Last fall, John Wiley and Sons became the first book publisher to go after BitTorrent users in the US. And the publisher didn’t stop at just one.
In recent months Wiley has filed more than a dozen mass BitTorrent lawsuits involving a few hundred John Doe defendants in total.
The Does are all accused of sharing digital copies of titles including “Hacking for Dummies,” “Day Trading for Dummies” and “Cooking Basics for Dummies.”
Talking to TorrentFreak, Wiley’s attorney William Dunnegan said previously that one of the main goals of the legal campaign is to obtain the personal details of the alleged infringers and offer them the opportunity to solve the matter through a settlement.
However, when a defendant is unresponsive to the settlement offer, Wiley is prepared to go a step further.
Earlier this year the book publisher named several defendants in an updated complaint, and one has now been ordered to compensate Wiley for sharing a copy of “WordPress All-in-One For Dummies” on BitTorrent.
Judge William Pauley entered a default judgement of $7,000 in damages against Robert Carpenter, who failed to respond to the allegations. The man from Poughkeepsie, New York, has been found guilty of a unique combination of both copyright and trademark infringement.
To our knowledge, this is the first time that sharing files on BitTorrent has been viewed as counterfeiting, a description that’s usually reserved for fake goods sold as the real deal.
For the copyright violations Carpenter has to pay $5,000 in damages plus another $2,000 for the counterfeiting. This is relatively mild compared to the allowed maximum statutory damages of $150,000 Wiley asked for.
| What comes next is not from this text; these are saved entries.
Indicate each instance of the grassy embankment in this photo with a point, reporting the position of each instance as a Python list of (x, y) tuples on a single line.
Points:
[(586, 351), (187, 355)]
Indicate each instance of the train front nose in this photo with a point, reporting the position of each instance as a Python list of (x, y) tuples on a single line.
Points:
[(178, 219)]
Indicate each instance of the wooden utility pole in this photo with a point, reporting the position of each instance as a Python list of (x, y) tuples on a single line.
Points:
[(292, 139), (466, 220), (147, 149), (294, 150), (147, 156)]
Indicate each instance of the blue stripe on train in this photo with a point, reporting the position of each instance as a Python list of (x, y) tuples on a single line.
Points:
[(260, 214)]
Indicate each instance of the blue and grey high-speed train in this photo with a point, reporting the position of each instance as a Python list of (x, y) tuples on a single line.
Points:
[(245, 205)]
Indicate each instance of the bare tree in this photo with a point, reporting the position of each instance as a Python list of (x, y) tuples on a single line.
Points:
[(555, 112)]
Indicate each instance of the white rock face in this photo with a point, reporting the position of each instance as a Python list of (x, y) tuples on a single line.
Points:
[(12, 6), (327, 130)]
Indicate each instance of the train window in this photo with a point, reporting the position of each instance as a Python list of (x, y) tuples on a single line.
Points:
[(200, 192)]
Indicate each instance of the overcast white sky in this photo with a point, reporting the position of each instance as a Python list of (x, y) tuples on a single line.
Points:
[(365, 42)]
“Judgement shall be entered in favor of Wiley and against Carpenter for damages in the amount of $7,000, representing $5,000 in statutory damages pursuant to 17 U.S.C 504 (c) for Carpenter’s infringement of Wiley’s copyright, and $2,000 in statutory damages pursuant to 17 U.S.C 504 (c) for Carpenter’s counterfeiting of Wiley’s Trademarks,” Judge Pauley writes.
Thus far Wiley has enjoyed a relatively easy ride in court. In several cases the New York federal court has allowed the book publisher to subpoena Internet providers for the personal details of account holders.
This means that aside from the $7,000 in damages from Carpenter, the book publisher may have raked in more than a million dollars though private settlements. Private settlements are usually around $3,000 per person, which quickly adds up with hundreds of defendants.
TorrentFreak asked Wiley for a comment on the outcome of the case but we have yet to hear back.